How to control the number of cores which are going to be used

Hi, I have a question regarding the number of cores.

In the Tesla C2070, there are 448 CUDA cores. When I do the CUDA coding, can I control how many cores that I am going to use?

Because I am thinking about the power consumption. Intuitively, the more number of cores the program uses, the more power the GPU will consume. So I want to see if there is a trade off by controling the number of cores being used.


I know they do it automatically with the last few generations of GeForce cards so I’d assume they would have implemented something so fundamental into the Tesla cards. They don’t turn off cores per se but they do downclock the card severely when no intensive 3d is being used and accordingly for the level of 3d demand. My 465 will downclock itself to 50mhz when not in 3d use. I’d assume that would save quite a bit of power especially with a power-hungry Fermi.

As for a direct answer to your question I have no idea. I’ve done the opposite with one of my 465’s by unlocking it up to 448 cores of the 470 that it really was from the 352 of a normal 465.

The CUDA context created by your program is always given all of the cores at full clock rate for execution. (Note that if you create multiple CUDA streams in your program, then it is possible for those cores to be divided between different running kernels.) The only way to deliberately lower the power consumption of your device is to underclock it, which can be hard to do these days. (Or to buy a lower power card.)

I suppose you could issue kernels with fewer blocks than multiprocessors, but I doubt you would see much power difference. Current CPUs are able to differently clock and partially power down unused CPU cores, which is where you see a major performance improvement. There is no indication that NVIDIA GPUs can do the same thing. Not to mention the performance loss caused by running so few blocks could be considerable.


But I still have a similar question:

How to address the CUDA cores?

More specifically, can I somehow control the number of cores that I want to use? Can I assign or choose certain cores to run a certain kernel function?
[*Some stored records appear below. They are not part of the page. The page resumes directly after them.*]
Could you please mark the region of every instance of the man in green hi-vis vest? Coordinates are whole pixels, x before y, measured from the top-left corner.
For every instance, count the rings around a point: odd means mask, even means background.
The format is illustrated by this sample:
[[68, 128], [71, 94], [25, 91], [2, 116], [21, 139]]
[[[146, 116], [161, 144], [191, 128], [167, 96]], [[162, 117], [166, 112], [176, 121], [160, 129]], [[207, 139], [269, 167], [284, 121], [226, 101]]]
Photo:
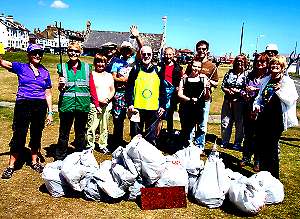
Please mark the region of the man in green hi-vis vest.
[[96, 88], [90, 74], [90, 65], [79, 60], [81, 47], [78, 43], [68, 46], [69, 61], [58, 64], [60, 90], [59, 111], [59, 137], [55, 151], [57, 160], [67, 156], [70, 130], [74, 122], [76, 151], [85, 148], [86, 123], [90, 111], [91, 100], [99, 108]]
[[139, 122], [130, 123], [131, 137], [142, 134], [145, 126], [145, 139], [156, 145], [156, 129], [159, 118], [165, 111], [166, 95], [164, 79], [151, 60], [151, 47], [143, 46], [141, 62], [137, 63], [129, 74], [126, 102], [129, 114], [138, 112], [140, 115]]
I want to have this kind of functions. Because it will give us more flexibility in programming.

Thanks for any reply :)

You cannot control the number of cores that a kernel will be scheduled on. The closest you could come to this ability is to launch 1 block per SM.

While addressing SMs isn’t impossible with CUDA, it most likely isn’t what you want. What are you trying to achieve? If you sketch that, we might be able to suggest a better way of doing it.

You could also group the threads on less blocks. Anyway, maybe the decrease in performance would make power consumption worse.